The last decade has seen more technology innovation leading to disruption in business, than we might have seen in five decades prior to that! Uber, Airbnb, Swiggy, Ola, Paytm, Practo, Byju’s and many of such new business have disrupted earlier business models in their respective categories. And while these may be startups, there is disruption also happening in traditional industry, from within the organization.
And guess what gets the headlines day after day, therefore?
It’s these disrupting models and businesses.
Because disruption is sexy! It is attractive. It is good to read about, see, experience. Investors love it, consumers do too, employees want to work in such places, and the media of course, totally laps it up.
Disruption is usually associated with startups. It requires that unique agility, and a significant bent towards innovation. It is associated with out of the box thinking. Technology may be an integral part of such disruption. But not always.
Say, a direct-to-consumer model of sales or of distribution, where an industry has been running largely on a trade-based model, could be a form of disruption. And executing that well, shaving off costs, and emerging successful, could be termed as being disruptive.
So, in this ultra-competitive world today, at a time when innovation and technology have been essential jargon in organizations, is disruption the only way to go?
What about organizations that do not necessarily “disrupt”, but which continue to deliver a reliable performance tirelessly? Are they at risk? Are they not sexy enough??
Well, lack of disruptive changes, can be associated with two kinds of businesses, viz. the kind that are doing a fair bit of heavy lifting, and doing it efficiently as well, and those which are in fact, stuck in a state of inertia.
To be clear then, if a company is not being seen as “disruptive”, that does not necessarily mean that it is not innovating. For a Southwest Airlines to deliver good airline performance quarter after quarter, needs constantly tweaking its operational model, constantly looking at ways to save money, constantly finding efficiency. And this would require innovation at its core. However, on the outside, one may not see change to that extent, and hence there is no question of being disruptive on the outside.
But without innovation, without being obsessively efficient, they cannot stay as a leader!
And it is such Southwest Airlines or the Tata Group or and HDFC Bank, and others of their ilk, who may not be coming out with disruptive innovation every now and then, but who through their reliable operations, are providing the desired stability, who are providing good substance as an organization.
Of course, there are also companies that are not disrupting, and which are in fact, not changing either. They are in a state of inertia, and times would definitely be tough for them! Such a state of inertia cannot be mistaken to be stability or substance. If anything, it is a state of laziness (to change) and perhaps one of denial! There hardly exists a business or a category today that can afford to be complacent, and not keep evolving and transforming.

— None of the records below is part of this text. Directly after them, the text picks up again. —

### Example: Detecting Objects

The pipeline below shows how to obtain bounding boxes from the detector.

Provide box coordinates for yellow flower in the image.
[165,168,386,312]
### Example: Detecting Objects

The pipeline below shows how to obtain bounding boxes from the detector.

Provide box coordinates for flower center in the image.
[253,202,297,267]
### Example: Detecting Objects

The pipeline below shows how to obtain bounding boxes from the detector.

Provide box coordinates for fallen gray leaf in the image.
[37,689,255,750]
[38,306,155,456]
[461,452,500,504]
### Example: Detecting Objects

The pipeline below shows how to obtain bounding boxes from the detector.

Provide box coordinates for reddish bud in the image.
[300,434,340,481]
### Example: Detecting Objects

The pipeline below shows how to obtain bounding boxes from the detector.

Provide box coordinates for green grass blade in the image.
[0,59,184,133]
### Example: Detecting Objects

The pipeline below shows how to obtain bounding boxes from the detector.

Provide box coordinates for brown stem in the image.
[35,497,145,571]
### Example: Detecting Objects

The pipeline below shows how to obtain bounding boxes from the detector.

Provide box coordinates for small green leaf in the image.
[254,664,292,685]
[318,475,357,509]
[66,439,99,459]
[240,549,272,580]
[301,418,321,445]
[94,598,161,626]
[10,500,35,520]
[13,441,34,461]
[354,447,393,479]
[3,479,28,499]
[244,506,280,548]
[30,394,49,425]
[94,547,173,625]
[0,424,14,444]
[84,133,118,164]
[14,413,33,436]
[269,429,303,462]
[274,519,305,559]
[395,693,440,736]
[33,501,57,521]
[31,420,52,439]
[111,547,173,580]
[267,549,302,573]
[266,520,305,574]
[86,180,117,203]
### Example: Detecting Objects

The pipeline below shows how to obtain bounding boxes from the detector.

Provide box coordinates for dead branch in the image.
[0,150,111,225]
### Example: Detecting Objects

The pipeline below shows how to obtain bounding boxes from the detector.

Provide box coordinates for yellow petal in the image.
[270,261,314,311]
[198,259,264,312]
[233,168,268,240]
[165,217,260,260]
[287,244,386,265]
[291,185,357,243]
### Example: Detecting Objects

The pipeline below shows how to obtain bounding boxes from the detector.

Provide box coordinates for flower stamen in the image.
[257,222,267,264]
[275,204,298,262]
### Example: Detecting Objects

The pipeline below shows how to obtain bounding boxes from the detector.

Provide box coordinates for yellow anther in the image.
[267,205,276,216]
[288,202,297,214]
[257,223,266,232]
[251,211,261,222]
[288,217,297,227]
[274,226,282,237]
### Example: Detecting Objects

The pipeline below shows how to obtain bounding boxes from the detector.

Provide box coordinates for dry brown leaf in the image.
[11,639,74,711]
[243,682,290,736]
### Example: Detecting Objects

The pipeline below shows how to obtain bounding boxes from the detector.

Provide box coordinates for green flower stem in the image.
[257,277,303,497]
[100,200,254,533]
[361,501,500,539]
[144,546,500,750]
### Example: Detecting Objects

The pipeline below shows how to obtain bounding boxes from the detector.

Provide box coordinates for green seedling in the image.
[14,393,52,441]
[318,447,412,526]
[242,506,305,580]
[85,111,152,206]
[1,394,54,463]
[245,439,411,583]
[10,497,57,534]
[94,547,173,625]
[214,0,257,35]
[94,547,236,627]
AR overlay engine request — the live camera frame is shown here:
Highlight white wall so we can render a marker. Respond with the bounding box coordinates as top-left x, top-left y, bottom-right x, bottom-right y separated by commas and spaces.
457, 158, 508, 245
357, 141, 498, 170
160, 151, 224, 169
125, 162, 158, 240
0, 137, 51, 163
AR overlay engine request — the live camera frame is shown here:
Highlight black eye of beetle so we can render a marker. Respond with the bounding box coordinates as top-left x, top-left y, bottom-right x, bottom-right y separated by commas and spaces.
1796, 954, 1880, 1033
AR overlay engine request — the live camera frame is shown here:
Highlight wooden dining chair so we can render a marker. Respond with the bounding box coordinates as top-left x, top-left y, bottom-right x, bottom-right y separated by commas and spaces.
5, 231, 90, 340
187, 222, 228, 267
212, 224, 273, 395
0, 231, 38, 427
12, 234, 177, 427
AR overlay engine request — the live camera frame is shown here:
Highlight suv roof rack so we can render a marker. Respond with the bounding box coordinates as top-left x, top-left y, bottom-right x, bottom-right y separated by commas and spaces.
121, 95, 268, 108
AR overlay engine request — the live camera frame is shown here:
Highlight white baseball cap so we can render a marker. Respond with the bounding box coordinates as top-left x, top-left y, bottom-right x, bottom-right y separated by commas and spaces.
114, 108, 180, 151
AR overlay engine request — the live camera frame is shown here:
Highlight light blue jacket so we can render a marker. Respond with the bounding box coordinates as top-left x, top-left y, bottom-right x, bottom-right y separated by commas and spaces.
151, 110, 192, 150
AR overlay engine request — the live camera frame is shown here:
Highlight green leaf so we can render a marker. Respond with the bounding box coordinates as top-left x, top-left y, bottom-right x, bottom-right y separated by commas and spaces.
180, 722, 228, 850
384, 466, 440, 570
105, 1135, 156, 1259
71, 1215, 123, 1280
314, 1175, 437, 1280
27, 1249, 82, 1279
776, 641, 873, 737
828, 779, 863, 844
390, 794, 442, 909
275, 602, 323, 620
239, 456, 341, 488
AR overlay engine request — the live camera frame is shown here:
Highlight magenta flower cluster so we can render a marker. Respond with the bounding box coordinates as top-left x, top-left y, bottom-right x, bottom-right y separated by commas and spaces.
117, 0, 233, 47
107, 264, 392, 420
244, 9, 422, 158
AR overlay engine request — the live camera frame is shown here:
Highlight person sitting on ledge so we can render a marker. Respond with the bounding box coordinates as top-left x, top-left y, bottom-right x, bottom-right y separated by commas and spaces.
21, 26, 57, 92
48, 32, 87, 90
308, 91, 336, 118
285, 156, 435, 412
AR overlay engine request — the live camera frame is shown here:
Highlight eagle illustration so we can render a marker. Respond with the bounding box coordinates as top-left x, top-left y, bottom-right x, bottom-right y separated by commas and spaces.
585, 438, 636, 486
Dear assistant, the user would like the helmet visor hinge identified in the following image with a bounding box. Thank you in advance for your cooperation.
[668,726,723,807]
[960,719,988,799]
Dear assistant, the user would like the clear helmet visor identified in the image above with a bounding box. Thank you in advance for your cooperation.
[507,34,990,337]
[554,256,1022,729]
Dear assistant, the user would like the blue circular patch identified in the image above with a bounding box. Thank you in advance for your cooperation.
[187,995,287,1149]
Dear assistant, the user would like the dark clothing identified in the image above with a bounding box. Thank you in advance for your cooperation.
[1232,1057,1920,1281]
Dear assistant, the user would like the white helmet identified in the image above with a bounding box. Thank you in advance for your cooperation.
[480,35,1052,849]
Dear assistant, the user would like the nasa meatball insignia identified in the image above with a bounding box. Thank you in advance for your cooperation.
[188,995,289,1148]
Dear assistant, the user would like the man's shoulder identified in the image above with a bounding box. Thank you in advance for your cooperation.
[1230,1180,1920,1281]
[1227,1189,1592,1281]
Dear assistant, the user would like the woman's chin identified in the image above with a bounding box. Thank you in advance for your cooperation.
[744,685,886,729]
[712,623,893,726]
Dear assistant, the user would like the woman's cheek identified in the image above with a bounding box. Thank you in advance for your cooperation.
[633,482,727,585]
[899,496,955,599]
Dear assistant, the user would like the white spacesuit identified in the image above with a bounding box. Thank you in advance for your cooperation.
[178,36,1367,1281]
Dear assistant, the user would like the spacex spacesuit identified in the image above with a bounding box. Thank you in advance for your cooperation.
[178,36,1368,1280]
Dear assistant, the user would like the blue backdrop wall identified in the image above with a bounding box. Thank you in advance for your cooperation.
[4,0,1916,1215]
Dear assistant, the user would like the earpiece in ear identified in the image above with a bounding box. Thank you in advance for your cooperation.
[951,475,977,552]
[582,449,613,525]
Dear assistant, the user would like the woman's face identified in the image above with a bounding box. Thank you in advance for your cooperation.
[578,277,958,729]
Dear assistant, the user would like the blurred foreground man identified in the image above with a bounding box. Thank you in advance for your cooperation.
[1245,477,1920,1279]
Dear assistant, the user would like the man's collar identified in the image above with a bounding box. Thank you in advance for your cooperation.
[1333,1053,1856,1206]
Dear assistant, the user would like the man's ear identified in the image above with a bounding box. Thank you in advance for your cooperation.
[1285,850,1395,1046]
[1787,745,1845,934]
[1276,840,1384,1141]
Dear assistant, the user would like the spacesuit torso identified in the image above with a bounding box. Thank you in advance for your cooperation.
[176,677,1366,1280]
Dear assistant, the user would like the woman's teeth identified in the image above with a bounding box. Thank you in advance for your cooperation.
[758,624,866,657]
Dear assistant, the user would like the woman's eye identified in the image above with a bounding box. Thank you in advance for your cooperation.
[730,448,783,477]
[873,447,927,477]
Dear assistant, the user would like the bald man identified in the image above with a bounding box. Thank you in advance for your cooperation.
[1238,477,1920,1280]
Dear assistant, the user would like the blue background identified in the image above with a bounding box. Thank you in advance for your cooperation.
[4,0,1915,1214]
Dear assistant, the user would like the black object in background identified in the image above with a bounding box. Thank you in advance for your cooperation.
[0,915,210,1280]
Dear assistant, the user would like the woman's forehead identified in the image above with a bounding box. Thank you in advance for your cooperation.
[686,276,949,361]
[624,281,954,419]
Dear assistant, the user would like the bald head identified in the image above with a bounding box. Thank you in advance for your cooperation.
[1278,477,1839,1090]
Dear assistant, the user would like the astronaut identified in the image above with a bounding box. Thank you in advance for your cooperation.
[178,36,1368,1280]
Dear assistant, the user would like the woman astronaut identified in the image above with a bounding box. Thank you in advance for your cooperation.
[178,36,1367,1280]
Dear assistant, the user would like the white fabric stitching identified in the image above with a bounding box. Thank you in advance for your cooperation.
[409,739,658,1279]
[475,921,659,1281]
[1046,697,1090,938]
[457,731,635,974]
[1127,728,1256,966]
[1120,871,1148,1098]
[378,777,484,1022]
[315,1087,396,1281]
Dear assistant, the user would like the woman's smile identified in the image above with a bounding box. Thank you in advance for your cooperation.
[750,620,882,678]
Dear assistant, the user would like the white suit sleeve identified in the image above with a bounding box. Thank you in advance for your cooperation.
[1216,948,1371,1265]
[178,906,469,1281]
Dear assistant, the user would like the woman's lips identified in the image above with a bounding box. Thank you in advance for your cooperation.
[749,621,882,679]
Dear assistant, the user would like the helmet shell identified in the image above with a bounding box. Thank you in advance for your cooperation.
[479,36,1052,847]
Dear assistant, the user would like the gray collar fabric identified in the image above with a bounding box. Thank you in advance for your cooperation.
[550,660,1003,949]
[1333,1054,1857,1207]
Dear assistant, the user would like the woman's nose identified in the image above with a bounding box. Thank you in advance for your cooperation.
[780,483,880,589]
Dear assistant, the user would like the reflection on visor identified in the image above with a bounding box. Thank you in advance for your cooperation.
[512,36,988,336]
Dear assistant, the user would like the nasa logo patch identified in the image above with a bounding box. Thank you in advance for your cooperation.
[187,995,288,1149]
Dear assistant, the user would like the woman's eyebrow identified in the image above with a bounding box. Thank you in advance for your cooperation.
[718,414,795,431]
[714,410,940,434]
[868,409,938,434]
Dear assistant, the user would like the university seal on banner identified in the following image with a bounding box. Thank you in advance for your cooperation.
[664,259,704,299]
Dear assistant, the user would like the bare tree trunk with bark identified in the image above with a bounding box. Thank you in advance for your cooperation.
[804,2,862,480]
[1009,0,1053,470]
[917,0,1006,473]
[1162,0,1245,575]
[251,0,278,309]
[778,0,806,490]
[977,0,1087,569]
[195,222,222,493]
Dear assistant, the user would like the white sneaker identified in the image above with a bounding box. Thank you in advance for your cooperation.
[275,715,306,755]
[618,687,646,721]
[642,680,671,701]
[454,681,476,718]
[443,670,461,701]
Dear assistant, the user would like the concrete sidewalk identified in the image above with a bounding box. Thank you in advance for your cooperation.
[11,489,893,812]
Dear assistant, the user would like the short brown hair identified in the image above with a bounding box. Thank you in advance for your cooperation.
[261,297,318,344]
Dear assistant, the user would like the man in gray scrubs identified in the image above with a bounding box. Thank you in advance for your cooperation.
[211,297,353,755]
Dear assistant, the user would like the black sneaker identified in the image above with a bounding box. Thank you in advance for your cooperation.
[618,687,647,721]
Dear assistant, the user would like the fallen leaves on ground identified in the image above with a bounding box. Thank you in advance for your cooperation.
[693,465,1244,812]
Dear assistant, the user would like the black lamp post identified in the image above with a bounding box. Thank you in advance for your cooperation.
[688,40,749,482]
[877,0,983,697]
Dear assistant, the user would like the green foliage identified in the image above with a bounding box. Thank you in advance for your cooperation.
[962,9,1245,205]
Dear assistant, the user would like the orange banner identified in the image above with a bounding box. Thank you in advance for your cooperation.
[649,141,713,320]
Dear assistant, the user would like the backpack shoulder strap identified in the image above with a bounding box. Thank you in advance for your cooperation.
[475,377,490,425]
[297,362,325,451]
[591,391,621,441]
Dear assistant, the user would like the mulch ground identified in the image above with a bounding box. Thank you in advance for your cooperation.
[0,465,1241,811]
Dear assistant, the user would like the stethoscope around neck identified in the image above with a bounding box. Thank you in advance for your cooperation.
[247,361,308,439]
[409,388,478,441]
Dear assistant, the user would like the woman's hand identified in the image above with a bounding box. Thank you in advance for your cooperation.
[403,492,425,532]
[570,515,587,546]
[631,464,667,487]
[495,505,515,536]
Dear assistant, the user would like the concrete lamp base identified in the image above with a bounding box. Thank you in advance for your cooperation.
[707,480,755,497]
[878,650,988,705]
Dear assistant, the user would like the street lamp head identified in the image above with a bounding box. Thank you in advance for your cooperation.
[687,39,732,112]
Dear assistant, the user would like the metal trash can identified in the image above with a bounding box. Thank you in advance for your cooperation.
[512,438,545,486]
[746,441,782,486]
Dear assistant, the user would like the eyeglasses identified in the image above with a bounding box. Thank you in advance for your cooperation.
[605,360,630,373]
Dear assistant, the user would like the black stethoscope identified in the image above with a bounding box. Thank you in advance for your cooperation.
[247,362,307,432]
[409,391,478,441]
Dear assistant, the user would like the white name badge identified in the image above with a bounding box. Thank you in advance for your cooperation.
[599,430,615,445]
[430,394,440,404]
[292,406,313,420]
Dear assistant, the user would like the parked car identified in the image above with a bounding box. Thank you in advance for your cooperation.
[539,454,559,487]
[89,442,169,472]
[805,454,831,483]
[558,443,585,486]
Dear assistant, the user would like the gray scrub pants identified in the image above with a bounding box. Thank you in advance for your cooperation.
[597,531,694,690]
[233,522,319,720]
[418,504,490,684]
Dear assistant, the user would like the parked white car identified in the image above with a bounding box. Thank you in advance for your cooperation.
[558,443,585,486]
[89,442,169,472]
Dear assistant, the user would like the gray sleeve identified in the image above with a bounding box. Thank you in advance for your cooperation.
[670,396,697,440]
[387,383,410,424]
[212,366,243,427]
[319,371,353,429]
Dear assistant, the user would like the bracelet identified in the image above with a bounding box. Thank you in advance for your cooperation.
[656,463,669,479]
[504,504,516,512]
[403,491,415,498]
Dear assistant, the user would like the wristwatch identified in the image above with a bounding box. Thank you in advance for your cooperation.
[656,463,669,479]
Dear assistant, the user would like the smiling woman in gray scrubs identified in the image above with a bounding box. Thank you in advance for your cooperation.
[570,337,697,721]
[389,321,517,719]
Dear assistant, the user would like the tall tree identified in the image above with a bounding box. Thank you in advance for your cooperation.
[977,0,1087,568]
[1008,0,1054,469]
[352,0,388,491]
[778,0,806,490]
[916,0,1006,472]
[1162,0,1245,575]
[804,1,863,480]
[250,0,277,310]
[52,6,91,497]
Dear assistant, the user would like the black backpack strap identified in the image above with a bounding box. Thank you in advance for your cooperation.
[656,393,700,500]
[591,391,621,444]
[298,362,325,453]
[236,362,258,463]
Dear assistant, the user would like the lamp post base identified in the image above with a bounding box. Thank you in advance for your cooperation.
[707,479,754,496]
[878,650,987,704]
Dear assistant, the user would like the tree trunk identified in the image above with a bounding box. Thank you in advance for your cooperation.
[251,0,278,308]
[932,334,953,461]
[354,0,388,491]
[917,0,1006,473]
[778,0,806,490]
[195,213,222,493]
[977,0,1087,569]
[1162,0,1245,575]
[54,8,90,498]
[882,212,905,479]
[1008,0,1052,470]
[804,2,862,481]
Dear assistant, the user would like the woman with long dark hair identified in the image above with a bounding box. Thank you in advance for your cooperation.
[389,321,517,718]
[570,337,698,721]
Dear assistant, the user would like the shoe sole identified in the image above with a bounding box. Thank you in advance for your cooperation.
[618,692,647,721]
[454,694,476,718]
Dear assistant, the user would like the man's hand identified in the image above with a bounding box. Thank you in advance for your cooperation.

The counter question could then be, whether all efforts of disruption are necessarily good?
There is huge peer pressure that sometimes drives efforts towards disruption. Others are doing dramatic things; how can we not do too?
Unfortunately, that others are innovating, and disrupting may not be reason enough for one to do it, and efforts towards disruption, that are not planned and executed well, can often land a company into trouble. Investing big time into a new, yet-unproven technology, and sinking big money behind it, for example, could be a case in point. Projects of this kind are big cash suckers. They don’t stop with the initially earmarked budget but have a tendency to demand more and more cash. And having committed and put in some decent budgets, it is hard for an organization to back out and stop funding it. Believing that “we are almost there”! This cash usually gets sucked out of that part of the business which is a profitable operation, and lack of cash (as well as management bandwidth that has been drawn away into the new project) can put that profitable business under tremendous pressure.
Neither is a mindless attempt towards disruption good, nor is complacency led lack of change, good.
The other two situations – good successful disruption and innovation based efficiently run stable businesses – are both good and required for the economy. The former provides the impetus to transformation, and the latter keeps the engines of substance running.